Gavi zahlt nun für Impfstoffe, die sich vorher nur reiche Familien leisten konnten?

Genau. Einen Tag nachdem wir den Pneumokokken-Impfstoff in Kenia eingeführt haben, war ich in einer Klinik in Kebira. Das ist ein Slum in Nairobi und die Frauen strömten in die Klinik, um ihre Kinder impfen zu lassen. Ich fragte die Schwestern, woher die Frauen von dem Impfstoff wussten und sie erklärten mir, dass die meisten Frauen selbst ein Kind durch Pneumokokken verloren hatten oder jemanden kannten, der ein Kind verloren hatte. Aber sie wussten auch, dass es einen Impfstoff gibt, denn viele von ihnen arbeiteten im Haus reicher Kenianer und hatten die Kinder ihrer Chefs zur Impfung gebracht.

Seit 2000 sind die Impfraten in vielen Entwicklungsländern rasant angestiegen. Inzwischen haben wir in Deutschland oder Frankreich bei Masern niedrigere Impfraten als in manchen Entwicklungsländern.
Das ist schon ironisch. Als ich Weihnachten nach Hause flog, sah ich am Flughafen in Sydney ein Schild mit Kindern mit Ausschlag. Da stand drauf: Wenn Sie in Europa unterwegs waren und ihre Kinder haben diese Symptome, dann gehen Sie sofort zu einem Arzt. Ihr Kind könnte sich mit Masern angesteckt haben.

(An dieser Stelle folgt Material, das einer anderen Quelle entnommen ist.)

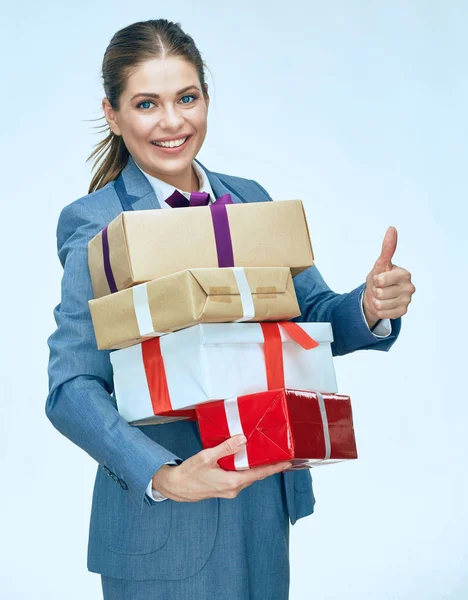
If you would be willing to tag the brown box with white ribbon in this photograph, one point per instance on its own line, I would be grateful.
(190, 297)
(140, 246)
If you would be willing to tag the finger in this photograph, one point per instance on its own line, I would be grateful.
(257, 473)
(380, 306)
(384, 262)
(394, 277)
(394, 313)
(385, 293)
(228, 447)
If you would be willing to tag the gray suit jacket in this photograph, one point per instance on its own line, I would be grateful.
(126, 528)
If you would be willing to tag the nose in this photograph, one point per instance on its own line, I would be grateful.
(171, 119)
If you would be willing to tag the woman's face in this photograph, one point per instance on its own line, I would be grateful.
(162, 101)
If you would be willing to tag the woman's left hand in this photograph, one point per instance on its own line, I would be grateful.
(388, 288)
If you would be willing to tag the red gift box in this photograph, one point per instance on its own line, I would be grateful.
(307, 428)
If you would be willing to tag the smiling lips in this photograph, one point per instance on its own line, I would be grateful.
(171, 143)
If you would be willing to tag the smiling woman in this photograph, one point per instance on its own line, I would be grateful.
(158, 112)
(166, 520)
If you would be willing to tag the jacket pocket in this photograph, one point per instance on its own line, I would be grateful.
(302, 481)
(119, 525)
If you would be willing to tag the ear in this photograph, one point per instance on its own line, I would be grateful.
(207, 97)
(111, 116)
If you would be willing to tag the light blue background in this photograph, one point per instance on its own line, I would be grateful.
(359, 109)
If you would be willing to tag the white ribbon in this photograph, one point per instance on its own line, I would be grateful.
(326, 431)
(231, 408)
(142, 310)
(248, 308)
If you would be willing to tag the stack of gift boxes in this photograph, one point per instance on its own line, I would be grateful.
(197, 303)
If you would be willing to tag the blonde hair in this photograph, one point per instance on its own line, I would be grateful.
(127, 50)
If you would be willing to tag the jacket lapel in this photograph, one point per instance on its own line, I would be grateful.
(136, 193)
(219, 187)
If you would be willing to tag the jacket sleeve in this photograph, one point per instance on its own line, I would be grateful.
(79, 403)
(318, 303)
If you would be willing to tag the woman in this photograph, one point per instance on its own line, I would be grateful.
(166, 521)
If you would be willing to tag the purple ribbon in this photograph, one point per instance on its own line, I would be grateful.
(222, 231)
(107, 265)
(178, 200)
(220, 220)
(221, 228)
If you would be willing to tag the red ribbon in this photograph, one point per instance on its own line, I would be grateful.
(156, 373)
(274, 349)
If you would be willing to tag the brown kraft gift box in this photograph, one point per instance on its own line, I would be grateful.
(139, 246)
(189, 297)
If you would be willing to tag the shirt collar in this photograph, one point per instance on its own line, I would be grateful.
(163, 189)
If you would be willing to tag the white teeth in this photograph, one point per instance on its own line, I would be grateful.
(171, 144)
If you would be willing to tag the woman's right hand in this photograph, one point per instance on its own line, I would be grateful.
(200, 477)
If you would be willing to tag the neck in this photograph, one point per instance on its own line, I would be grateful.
(187, 182)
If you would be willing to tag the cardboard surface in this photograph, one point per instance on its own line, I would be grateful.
(148, 244)
(209, 295)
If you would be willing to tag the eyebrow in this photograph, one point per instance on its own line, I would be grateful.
(151, 95)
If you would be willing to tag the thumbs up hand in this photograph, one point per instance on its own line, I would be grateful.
(388, 288)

Wie kommt es, dass die reichste Region der Welt im Kampf gegen Masern zurückfällt?
Das ist auch eine Frage des Bewusstseins. Masernimpfstoffe sind nicht teuer. Aber Menschen in entwickelten Ländern haben die Masern nicht gesehen, sie haben nicht die Auswirkungen der Masern gesehen. In Afrika weiß jeder aus Erfahrung, wie gefährlich die Masern sind.

Gavi will jetzt auch die HPV-Impfung, die vor dem Zervixkarzinom schützt, in Entwicklungsländern finanzieren. Der Impfstoff ist umstritten, weil er sehr teuer ist.

In Entwicklungsländern sterben mehr Frauen an dieser Krebsart als an irgendeinem anderen Krebs. Bis 2030 werden schätzungsweise eine halbe Million Frauen an Zervixkarzinoma sterben, 88 Prozent davon in Entwicklungsländern. Außerdem werden wir nur fünf Dollar für eine Dosis zahlen. In den USA kostet eine Dosis etwa 150 Dollar.